2	Infra VMs usage dashboards, including Static VMs & Dynamic VMs	Resources utilization & history	active count, available count, compute hours/max/created per day, week, month
3	Infra VMs Health dashboards, Static Servers, Jenkins Slaves VMs	VM health monitoring, alerts & history tracking of VMs	ssh_fail, pool_os vs real_os, cpu-memory-disk-swap usages, file descriptors, firewall rules, pool_mac_address vs real_mac_address, booted days, total and product processes, installed app versions and services etc.

Dashboard #1: Functional Regression Testing Cycles Dashboard

Problem: Before we created this dashboard for ourselves, there were no trend graphs on the regression test cycles with metrics like total time taken, pass rate, fresh vs. reruns (e.g., due to infrastructure issues), inconsistent number of aborts and failures, and also no separate component- or module-level trends.

Solution: The plan was to create a run analyzer script that analyzes the test data that is already stored in the Couchbase bucket.

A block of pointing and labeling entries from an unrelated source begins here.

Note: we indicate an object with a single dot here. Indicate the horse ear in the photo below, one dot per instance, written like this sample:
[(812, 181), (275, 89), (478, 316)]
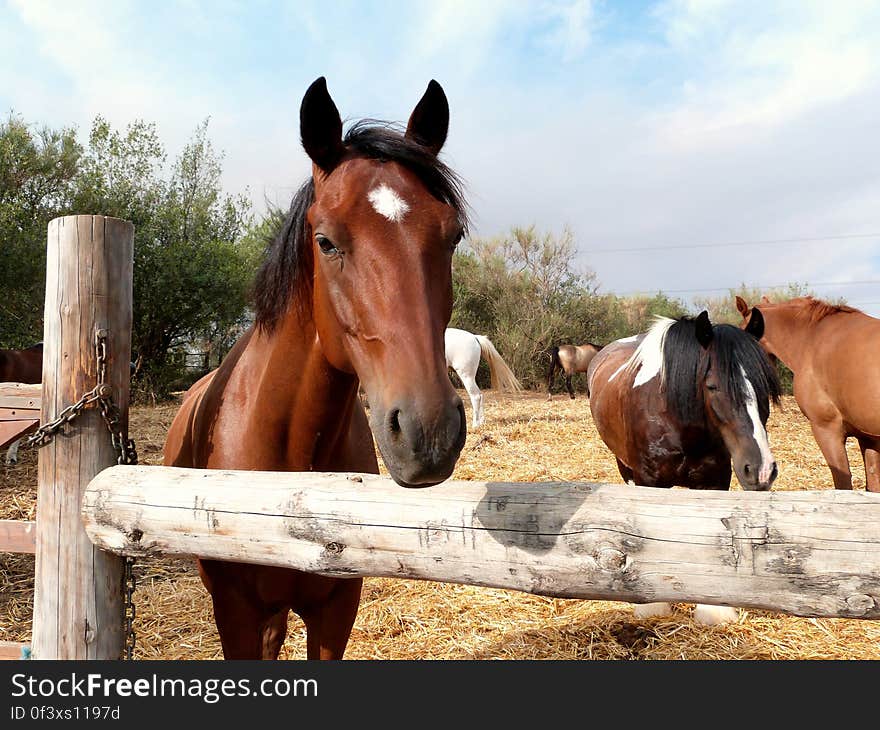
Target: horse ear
[(429, 123), (704, 330), (755, 327), (320, 126)]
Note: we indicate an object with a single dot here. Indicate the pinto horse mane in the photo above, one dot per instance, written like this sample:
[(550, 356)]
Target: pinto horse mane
[(285, 275), (684, 362)]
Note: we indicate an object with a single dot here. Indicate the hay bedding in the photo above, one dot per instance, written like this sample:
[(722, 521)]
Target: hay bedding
[(524, 438)]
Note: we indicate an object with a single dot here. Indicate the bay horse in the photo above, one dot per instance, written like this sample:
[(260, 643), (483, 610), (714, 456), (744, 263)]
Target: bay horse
[(677, 404), (20, 366), (834, 353), (356, 288), (570, 359), (463, 352)]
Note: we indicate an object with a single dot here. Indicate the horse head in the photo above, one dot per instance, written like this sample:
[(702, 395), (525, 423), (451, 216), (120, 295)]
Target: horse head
[(384, 220), (735, 383)]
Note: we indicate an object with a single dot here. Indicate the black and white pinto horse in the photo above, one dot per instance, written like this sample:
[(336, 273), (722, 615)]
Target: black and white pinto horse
[(677, 404)]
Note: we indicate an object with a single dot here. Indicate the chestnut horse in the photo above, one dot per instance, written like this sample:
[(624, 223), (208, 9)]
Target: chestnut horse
[(676, 404), (834, 353), (570, 359), (357, 287), (20, 366)]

After that, we get the time-series data for the last n number of builds and targeted metrics for each build.

Dashboard snapshots:

Dashboard #2: Infrastructure Resources / VMs Usage Dashboard

Problem: Prior to building this dashboard, we had a large number of static and dynamic virtual machines but there was no tracking of how the hardware resources were utilized. We had no insight into metrics such as active VMs used at the time, available count, machine time used, or compute hours on a daily, weekly or monthly basis.

Solution: Our plan was to first collect the data for all the VMs such as dynamically allocating and releasing IPs, exact time creation, and release times, as well as any groupings such as pools, etc. Most of this data already existed in Couchbase Server (managed by the respective service managers). Using the flexibility of the SQL++ query language (aka N1QL), we were able to extract that data into a format suitable for the graphs we wanted to show in this observability dashboard.

Dashboard snapshots:

Dashboard #3: Infrastructure VMs Health Dashboard

Problem: Before we had this dashboard, regression test runs were failing inconsistently, and there were low-hanging issues with the VMs. Some of the issues included SSH Failures, OS mismatches, VM IP switches, too many open files, swap issues, need reboots, duplicate IPs among multiple runs, high memory usage, disk full (/ or /data), firewall rules stopping the endpoint connection, slave issues due to high memory, and disk usage were all common. There was no observability dashboard to look at and observe these metrics and also no checks and alerts for the test infrastructure health.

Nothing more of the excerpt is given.